Allison and I agreed that our favorite was Ma dov'e questo crisis (But Where is This Crisis?).  A towering sea captain appeared, whom we first mistook for Francesco Schettino, the captain of the ill-fated, shipwrecked cruise liner Costa Concordia.  'Boy, they sure worked fast,' said Allison, given the disaster happened on January 13.  But in actual fact the captain represented was Mario Draghi, President of the European Central Bank.  His menacing figure and rolling eyes with a vulture on his shoulder emerged out of a listing Titanic.

"The heads of Portugal, Spain, Italy and France were perched on the edge of the deck, while an austere Angela Merkel--wearing a dirndl--held her hands out in a gesture of frustration.  Already over board was the Greek prime minister, an anchor dangling between his legs.  Heading the float was Silvio Berlusconi, grinning broadly, entangled between sea serpents and and sirens.  The view from the rear revealed that 'the emperors had no pants on."

Allison wrote, "The floats were decorated with smart political satire on a massive scale, proof that in Italy, even the ability to laugh at one's flaws can be reason for celebration."

The writings of Dante inspired the float Lasciate ogni speranza voi che entrate qui....all'agenzia
(Abandon All Hope You Who Enter Here...at the Agency, aka the Italian IRS), thanks to incessant requests for money from taxpayers.   Below is a detail of the float.

The sentence above is from my own preview of the event for Month by Month.  
I pass the pen again to Rita.
"The elaborate and beautifully painted floats involve artists and designers who work on them all year and hundreds of costumed people ride on them to sing, dance and interpret this theatre on wheels."

Again, from Month by Month:  in the float 2012:  Un solo futuro, il passato (2102, Our only Future is the Past), all of contemporary society's ills--armed conflicts, terrorism and environmental rape--are symbolized by the Tyrannosaurus, a tyrannical beast responsible for the extinction of his fellow dinosaurs.

See the waving palm tree?  This is the seaside boulevard in Viareggio.

The worst case scenario of this float is offset by the another float depicting a beautiful, multicolored Phoenix in flight rising from its own ashes.  Rita commented, "After depictions of environmental destruction, the ever-expanding Italian bureaucracy and other doom and gloom subjects, the mood suddenly changed, thanks to this float, the mood suddenly changed.  Queen's "We're the Princes of the Universe" blasted out and the crowd went wild.

Above is a beautiful detail of a beautiful float.  
Back to Rita.  "The floats compete for prizes and spectators can vote by calling or texting the number on the back of each.  An amusing twist is that the numbers on them are not consecutive, so the second float, our favorite, was actually number 7.  E' Italia!"

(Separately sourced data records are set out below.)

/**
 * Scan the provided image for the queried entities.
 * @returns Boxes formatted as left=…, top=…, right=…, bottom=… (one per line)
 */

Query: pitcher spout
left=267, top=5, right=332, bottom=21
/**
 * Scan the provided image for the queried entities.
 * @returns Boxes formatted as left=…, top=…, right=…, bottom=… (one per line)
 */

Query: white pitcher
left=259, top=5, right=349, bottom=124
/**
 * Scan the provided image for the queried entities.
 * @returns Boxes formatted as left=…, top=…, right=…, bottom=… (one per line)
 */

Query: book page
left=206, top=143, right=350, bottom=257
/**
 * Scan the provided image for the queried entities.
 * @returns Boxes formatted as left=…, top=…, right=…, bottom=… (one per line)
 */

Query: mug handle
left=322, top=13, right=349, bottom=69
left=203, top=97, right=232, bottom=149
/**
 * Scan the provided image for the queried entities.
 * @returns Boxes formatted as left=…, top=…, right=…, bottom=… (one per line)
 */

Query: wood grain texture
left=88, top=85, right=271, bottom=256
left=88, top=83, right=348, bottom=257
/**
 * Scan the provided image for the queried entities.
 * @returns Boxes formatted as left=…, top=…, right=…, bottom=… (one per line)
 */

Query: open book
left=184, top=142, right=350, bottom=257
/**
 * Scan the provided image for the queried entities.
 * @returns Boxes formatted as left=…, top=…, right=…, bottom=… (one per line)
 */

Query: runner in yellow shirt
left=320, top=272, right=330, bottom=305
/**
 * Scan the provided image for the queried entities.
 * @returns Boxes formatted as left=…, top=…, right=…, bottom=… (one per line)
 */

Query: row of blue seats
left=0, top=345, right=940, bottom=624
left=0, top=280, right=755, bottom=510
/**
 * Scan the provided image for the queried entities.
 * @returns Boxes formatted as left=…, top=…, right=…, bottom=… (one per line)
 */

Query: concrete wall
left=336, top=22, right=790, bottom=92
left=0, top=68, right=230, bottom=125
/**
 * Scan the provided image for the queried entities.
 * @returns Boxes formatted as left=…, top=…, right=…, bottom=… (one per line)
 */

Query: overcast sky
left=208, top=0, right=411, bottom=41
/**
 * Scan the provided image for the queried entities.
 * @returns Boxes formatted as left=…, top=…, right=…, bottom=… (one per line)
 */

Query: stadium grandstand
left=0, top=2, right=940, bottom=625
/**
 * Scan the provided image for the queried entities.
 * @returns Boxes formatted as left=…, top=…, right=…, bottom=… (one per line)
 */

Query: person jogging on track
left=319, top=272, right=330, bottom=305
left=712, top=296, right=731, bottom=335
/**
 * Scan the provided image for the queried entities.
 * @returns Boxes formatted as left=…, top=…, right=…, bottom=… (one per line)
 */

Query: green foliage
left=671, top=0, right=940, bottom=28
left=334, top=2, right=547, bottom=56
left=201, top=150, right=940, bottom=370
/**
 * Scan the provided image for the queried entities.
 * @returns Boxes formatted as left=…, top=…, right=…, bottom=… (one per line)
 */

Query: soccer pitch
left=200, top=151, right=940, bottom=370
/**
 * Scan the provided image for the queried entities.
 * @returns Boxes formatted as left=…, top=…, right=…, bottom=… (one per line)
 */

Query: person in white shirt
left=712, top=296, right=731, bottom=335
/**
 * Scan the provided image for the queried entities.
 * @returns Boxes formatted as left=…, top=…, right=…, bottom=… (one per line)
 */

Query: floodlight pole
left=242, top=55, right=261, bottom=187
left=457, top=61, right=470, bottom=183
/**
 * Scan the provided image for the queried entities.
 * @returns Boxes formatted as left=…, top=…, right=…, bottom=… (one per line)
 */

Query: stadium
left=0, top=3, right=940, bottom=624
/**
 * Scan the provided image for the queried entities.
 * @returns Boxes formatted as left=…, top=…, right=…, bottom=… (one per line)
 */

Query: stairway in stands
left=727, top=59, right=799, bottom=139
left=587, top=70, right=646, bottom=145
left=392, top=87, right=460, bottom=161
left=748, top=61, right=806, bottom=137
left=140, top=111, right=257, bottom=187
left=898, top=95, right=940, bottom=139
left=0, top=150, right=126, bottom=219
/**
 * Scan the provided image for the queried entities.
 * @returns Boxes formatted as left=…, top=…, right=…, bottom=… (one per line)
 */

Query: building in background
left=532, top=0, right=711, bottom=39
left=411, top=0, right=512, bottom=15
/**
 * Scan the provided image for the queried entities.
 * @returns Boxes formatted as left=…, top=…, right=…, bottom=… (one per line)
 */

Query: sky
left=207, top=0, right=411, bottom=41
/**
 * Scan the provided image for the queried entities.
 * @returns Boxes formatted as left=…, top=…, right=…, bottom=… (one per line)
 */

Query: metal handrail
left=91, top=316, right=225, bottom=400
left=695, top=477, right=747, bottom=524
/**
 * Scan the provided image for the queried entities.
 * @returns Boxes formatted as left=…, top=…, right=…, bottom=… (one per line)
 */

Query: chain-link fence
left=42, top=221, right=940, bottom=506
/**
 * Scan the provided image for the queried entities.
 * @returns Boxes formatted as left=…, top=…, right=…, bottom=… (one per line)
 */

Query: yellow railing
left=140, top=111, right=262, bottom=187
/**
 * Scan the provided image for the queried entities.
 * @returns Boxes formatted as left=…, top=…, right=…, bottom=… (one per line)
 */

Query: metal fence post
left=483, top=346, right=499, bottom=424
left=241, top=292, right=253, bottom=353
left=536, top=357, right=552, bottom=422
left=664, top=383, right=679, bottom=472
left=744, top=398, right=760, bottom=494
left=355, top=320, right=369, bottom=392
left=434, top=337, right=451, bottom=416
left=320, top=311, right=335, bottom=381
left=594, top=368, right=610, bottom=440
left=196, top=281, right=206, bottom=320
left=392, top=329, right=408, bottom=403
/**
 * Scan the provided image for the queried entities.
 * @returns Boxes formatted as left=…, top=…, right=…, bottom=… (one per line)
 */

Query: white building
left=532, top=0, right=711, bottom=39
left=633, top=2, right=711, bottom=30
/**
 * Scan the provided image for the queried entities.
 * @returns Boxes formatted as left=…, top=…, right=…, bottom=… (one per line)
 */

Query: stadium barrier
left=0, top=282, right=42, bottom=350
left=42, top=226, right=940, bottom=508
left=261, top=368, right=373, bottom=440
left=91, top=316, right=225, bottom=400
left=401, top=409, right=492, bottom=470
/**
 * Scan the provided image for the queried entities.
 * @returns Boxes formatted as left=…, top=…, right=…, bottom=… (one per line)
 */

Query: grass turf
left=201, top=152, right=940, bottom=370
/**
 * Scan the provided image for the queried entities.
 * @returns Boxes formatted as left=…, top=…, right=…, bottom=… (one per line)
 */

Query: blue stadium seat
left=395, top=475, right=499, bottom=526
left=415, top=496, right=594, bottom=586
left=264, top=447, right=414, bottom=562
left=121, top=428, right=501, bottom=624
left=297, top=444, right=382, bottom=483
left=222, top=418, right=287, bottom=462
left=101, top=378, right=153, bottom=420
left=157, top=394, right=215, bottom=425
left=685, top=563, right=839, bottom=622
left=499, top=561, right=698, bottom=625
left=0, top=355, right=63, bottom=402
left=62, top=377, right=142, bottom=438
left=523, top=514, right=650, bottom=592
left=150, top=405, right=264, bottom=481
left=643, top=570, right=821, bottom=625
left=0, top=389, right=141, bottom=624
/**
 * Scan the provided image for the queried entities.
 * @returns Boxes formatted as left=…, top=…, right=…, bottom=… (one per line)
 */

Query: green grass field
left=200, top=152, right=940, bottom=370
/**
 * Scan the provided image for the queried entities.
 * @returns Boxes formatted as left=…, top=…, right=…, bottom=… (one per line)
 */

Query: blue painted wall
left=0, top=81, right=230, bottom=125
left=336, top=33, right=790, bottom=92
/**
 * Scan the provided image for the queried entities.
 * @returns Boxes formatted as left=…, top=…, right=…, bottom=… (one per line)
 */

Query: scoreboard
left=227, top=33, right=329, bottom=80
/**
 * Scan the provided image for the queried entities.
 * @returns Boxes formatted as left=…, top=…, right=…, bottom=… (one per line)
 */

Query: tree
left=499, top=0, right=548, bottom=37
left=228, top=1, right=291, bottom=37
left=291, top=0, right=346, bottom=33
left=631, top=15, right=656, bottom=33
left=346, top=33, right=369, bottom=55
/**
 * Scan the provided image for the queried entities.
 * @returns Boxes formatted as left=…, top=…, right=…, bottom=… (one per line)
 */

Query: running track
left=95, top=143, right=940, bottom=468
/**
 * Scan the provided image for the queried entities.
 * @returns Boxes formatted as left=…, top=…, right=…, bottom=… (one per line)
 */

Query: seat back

The final word to Allison:  "There were no barriers lining the road.  Crowds filled the street, parting only when the floats approached, threatening to run them over.  By late afternoon, the sunlight from the beach touched everything.  It was truly an amazing spectacle, between the colors, the costumes, the music and the confetti that clung to everything it touched, layering the street."